Introduction
Global warming increases the demand for air conditioning, and air conditioning contributes to global warming: a pattern called "positive feedback". As global warming increases, air conditioning increases, which in turn increases global warming. We need to think, therefore, how to minimize use of air
conditioning during hot weather.
The purpose of this text is to help you reduce global warming in small ways through personal behavior and increased understanding of heat transfer. You may be interested from a purely practical standpoint. Or you may find that the vocabulary and ideas inspire you to want to learn more. If so, you are fortunate, because there are several relevant fields of study: physics, biology, architecture, and engineering.
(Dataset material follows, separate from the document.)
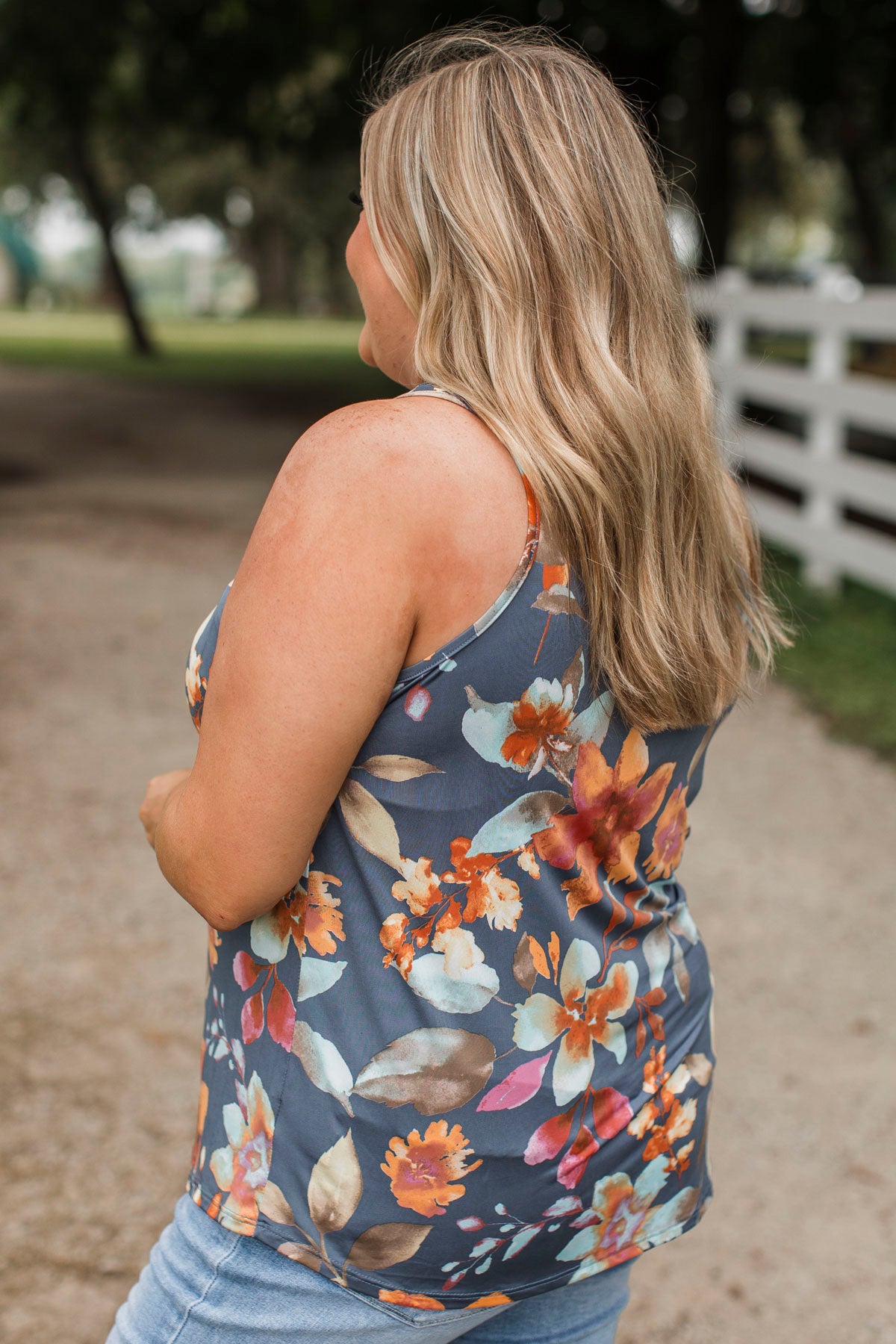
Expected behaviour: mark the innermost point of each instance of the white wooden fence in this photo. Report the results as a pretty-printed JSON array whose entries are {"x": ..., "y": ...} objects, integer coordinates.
[{"x": 830, "y": 399}]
References below to cooling methods used in "very hot"
places are based on touring un-airconditioned buildings in India. You
may think the references are irrelevant for milder climates with
widespread air conditioning. But global warming may increase the
frequency of extreme weather events throughout the globe. So
observation of un-airconditioned spaces in very hot climates today may
actually lead us toward practices that will be beneficial in many parts
of the world as a means to reduce air conditioning and increase comfort
during hot weather.
Conduction
Conduction is heat transfer between materials that are in direct
contact. When you are feeling overheated, try lying down on a bare
section of the basement floor, or
drinking a glass of cold water from the refrigerator. The bigger the temperature difference
between your body and the floor or the water, the greater the rate of
heat transfer. Conduction isn't mysterious.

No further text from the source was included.